İznik, prediletta del sultano

L’Oriente e la ceramica, un amore che viene da lontano

Quando si pensa alla ceramica, viene automatico rivolgere i propri pensieri a raffinati oggetti dalle linee sinuose e colori tersi, fissati in bianchi e blu provenienti da remote zone dell’oriente.

Malgrado il primato, la Cina, terra millenaria in cui la porcellana venne canonizzata, non fu l’unico luogo dove la manifattura ceramica conobbe un fiorente sviluppo.

Un lontano giorno di diversi secoli fa, in un paese incastonato nel mezzo dell’Anatolia, accadde qualcosa che avrebbe dato il via ad una produzione assolutamente diversa e del tutto unica.
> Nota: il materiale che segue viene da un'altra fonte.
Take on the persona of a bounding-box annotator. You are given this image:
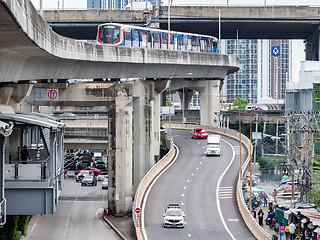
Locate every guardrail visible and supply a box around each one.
[132,136,175,240]
[133,123,271,240]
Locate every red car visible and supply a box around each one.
[247,107,267,113]
[191,128,208,139]
[75,167,102,176]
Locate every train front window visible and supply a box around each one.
[99,25,120,44]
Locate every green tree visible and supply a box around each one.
[257,155,285,173]
[166,97,173,106]
[233,98,248,110]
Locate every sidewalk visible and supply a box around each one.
[251,163,281,239]
[104,214,136,240]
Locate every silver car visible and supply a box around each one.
[163,204,185,228]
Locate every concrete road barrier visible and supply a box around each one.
[133,123,271,240]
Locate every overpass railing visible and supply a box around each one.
[132,136,175,240]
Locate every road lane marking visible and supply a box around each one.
[141,144,180,240]
[197,142,200,144]
[26,214,40,240]
[233,146,245,155]
[187,180,190,182]
[216,139,236,240]
[188,234,191,237]
[184,186,186,189]
[191,174,194,176]
[228,219,239,222]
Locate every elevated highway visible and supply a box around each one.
[0,0,238,83]
[0,0,239,219]
[44,6,320,39]
[43,5,320,60]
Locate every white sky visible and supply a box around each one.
[30,0,319,81]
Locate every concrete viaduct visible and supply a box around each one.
[44,5,320,60]
[0,0,238,219]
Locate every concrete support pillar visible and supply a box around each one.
[178,89,193,110]
[153,93,160,163]
[133,81,154,192]
[49,131,57,213]
[0,87,13,105]
[199,80,221,125]
[108,84,133,215]
[305,26,320,61]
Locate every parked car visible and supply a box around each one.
[102,178,108,189]
[191,128,208,139]
[76,170,92,182]
[75,167,102,176]
[81,175,97,186]
[94,160,106,170]
[97,171,108,181]
[160,126,167,135]
[163,204,185,228]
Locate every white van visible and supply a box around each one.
[205,135,221,156]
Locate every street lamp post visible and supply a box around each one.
[168,0,172,48]
[182,86,185,124]
[271,136,303,204]
[229,108,253,210]
[214,95,244,186]
[87,107,89,139]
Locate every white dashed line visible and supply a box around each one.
[184,186,186,189]
[187,180,190,182]
[188,234,192,237]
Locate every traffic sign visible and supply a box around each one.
[135,208,141,214]
[271,46,280,57]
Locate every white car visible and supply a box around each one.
[163,204,185,228]
[97,173,108,181]
[102,178,108,189]
[76,170,92,182]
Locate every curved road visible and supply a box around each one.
[143,128,254,240]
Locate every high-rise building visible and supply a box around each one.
[221,39,292,105]
[87,0,100,9]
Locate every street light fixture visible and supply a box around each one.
[215,94,253,210]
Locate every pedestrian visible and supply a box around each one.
[269,202,273,212]
[289,222,296,240]
[258,209,264,226]
[300,228,311,240]
[284,223,290,240]
[20,145,29,163]
[264,194,268,207]
[279,222,285,240]
[252,208,256,218]
[274,220,280,235]
[267,211,274,228]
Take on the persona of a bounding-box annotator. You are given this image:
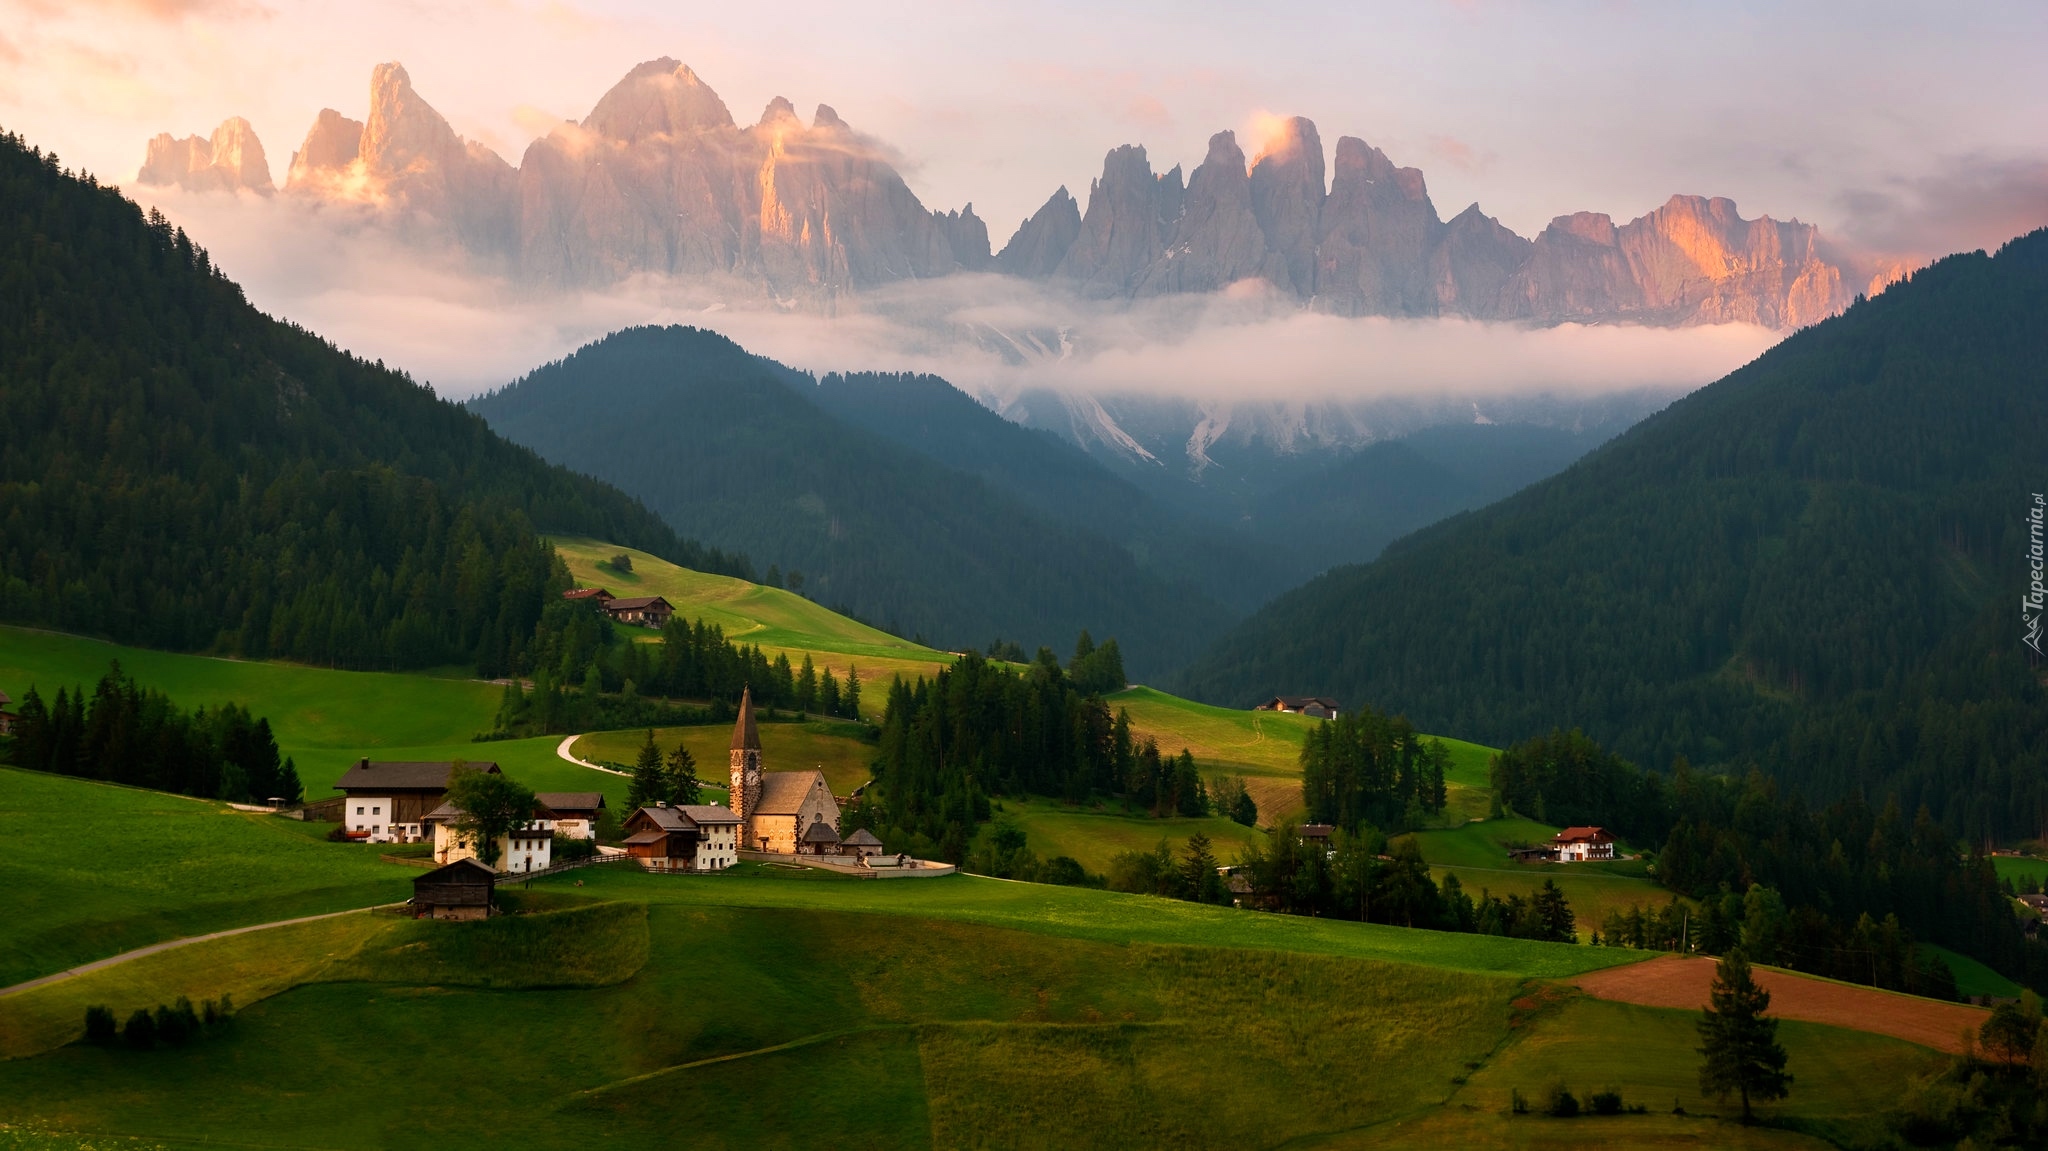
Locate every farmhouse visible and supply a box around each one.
[535,792,605,840]
[1255,696,1341,720]
[623,802,741,871]
[1551,826,1617,862]
[1297,823,1336,846]
[728,686,841,854]
[423,801,557,873]
[332,759,500,842]
[412,857,496,920]
[603,595,674,628]
[562,587,614,605]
A İznik, vivace centro manifatturiero e commerciale, conosciuto ai tempi dei bizantini come Nicea, c’era la bottega di un vasaio, che nell’oscurità del suo laboratorio conservava con massima cura un oggetto di singolare bellezza. Quel grande vaso in ceramica fine non era suo, ma del Visir, che gliel’aveva portato perché ne riproducesse una copia quanto più simile possibile da donare al Sultano.

Dopo l’ennesimo tentativo fallito, dal forno uscì finalmente un vaso molto simile a quello con le delicate figure allungate che custodiva gelosamente.

Era nata la Ceramica di İznik.

 

“Faenza ottomana”

Ricostruzioni romanzate a parte, quello che è certo è che İznik ha rappresentato per la Turchia quanto Faenza è stata per l’Italia, un luogo di produzione di ceramiche diventate famose per la loro varietà e per il loro impiego negli sfarzosi palazzi reali di Istanbul.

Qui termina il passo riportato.